He rubbed the eye-like design with a naughty sense of curiosity. If he activated its magic, who would answer? That lady? Or perhaps Gonzo. He’d never thought much about the inner workings of enchanted items. They did what they did and if they were cool he kept them. But this man and his cohorts knew enough to use and treasure the crystals. What else did they know? He thought as a blue glow lit up the palm of his hand.

“I was just about to contact you, Luke. I haven’t had any luck reaching Tetra or Gonzo, but I’ll try again in a few minutes. They might just be preoccupied.”

Luciel pressed Tetra’s gem to his ear so he could hear Nudge over the ocean’s drone. “Yeah, about that. Remember that ship I mentioned? I don’t think they’re friendlies. I just got jumped by some guy in a pigskin jacket and Autumn costume. Couldn’t even be bothered to decorate it. Yeah, I’m fine. I already took care of things,” he said vaguely.
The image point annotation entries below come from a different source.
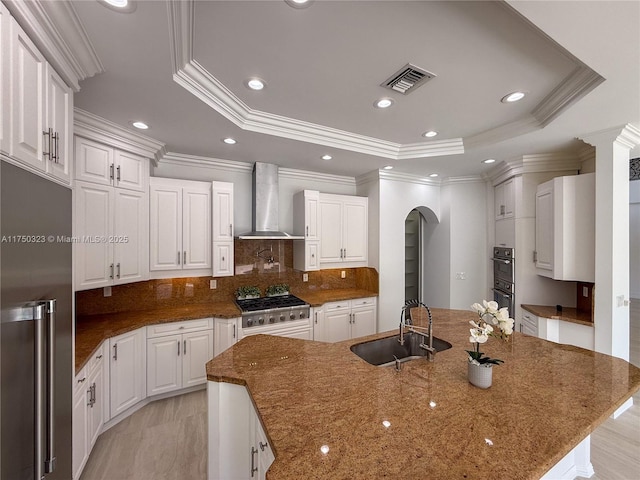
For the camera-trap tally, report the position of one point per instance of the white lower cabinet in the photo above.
(225, 334)
(337, 321)
(127, 371)
(238, 446)
(177, 354)
(89, 402)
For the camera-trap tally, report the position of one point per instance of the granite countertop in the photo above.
(568, 314)
(92, 330)
(545, 399)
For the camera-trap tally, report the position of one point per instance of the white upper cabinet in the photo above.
(40, 106)
(565, 228)
(105, 165)
(505, 199)
(306, 223)
(343, 230)
(180, 225)
(222, 205)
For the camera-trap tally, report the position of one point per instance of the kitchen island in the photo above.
(313, 397)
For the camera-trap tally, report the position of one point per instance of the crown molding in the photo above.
(579, 83)
(58, 32)
(93, 127)
(181, 159)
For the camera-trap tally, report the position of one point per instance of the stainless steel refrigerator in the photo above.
(36, 328)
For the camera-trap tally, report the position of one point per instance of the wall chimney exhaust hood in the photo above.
(264, 212)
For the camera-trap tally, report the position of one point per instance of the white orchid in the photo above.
(489, 314)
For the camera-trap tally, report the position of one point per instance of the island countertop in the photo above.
(545, 399)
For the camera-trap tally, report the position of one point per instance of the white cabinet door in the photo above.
(94, 162)
(27, 98)
(197, 350)
(131, 235)
(338, 324)
(330, 231)
(79, 439)
(544, 227)
(59, 122)
(196, 227)
(95, 409)
(165, 238)
(225, 334)
(94, 222)
(222, 199)
(363, 321)
(127, 371)
(131, 171)
(164, 364)
(355, 230)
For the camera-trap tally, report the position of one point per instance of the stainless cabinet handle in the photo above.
(55, 157)
(254, 469)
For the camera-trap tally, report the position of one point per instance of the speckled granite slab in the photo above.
(545, 399)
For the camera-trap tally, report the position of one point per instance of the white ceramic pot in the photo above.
(480, 375)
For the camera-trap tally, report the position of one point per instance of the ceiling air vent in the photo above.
(407, 79)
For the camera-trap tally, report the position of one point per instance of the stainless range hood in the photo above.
(265, 205)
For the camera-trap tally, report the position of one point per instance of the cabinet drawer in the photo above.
(179, 327)
(360, 302)
(333, 306)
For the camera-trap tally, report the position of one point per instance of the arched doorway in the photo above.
(415, 228)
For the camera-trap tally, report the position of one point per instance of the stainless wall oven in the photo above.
(504, 278)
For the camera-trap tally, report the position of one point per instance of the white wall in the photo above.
(634, 239)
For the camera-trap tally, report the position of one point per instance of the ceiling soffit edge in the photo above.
(93, 127)
(57, 30)
(194, 78)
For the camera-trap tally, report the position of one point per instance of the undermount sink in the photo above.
(384, 351)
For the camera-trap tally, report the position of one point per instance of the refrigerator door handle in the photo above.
(50, 413)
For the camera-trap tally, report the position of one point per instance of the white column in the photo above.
(611, 314)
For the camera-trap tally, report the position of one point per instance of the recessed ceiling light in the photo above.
(383, 103)
(255, 83)
(299, 3)
(124, 6)
(513, 97)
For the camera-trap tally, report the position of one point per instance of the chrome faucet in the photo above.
(405, 321)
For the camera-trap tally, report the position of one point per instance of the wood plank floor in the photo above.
(167, 439)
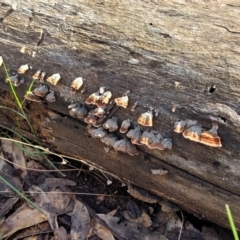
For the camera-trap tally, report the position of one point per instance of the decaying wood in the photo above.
(179, 57)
The man’s body was where he left it: lying ass up while the crack in his skull bled itself dry. The waves that crawled up the bank shied away when they touched his blackened leathers, but they couldn’t outrun the trail of blood that chased after.

“That’s mine,” he murmured and retrieved his shore spike from a squelching hole. In doing so he shifted the body, causing his mask to slide off. With the sword still planted in his head, it was impossible for the ties to slip off fully, but it was enough to see Sakuji’s fair skin and silver hair defining this man’s features. Red eyes matched the clumps of blood ruining an otherwise pristine bun. 

“Some friend of the family,” Luciel mocked.

“What was that?”

“I think something weird’s going on with Sakuji and whoever these sailors are. They might not be entirely separate parties. Maybe they’re working together and are here because...” Why would they be working together? If they were, then they’d already have access to the auction items and its money. Bodyguards sounded like overkill for something already proven to be lucrative. “I’m not sure. But I’m not leaving Tetra and Gonzo to find out on their own. I’m going up there.”

“Hold on, didn’t you just say that ship’s a fifteen man crew? If you’re telling me they're not on board, then they’ll be holed up in that mansion.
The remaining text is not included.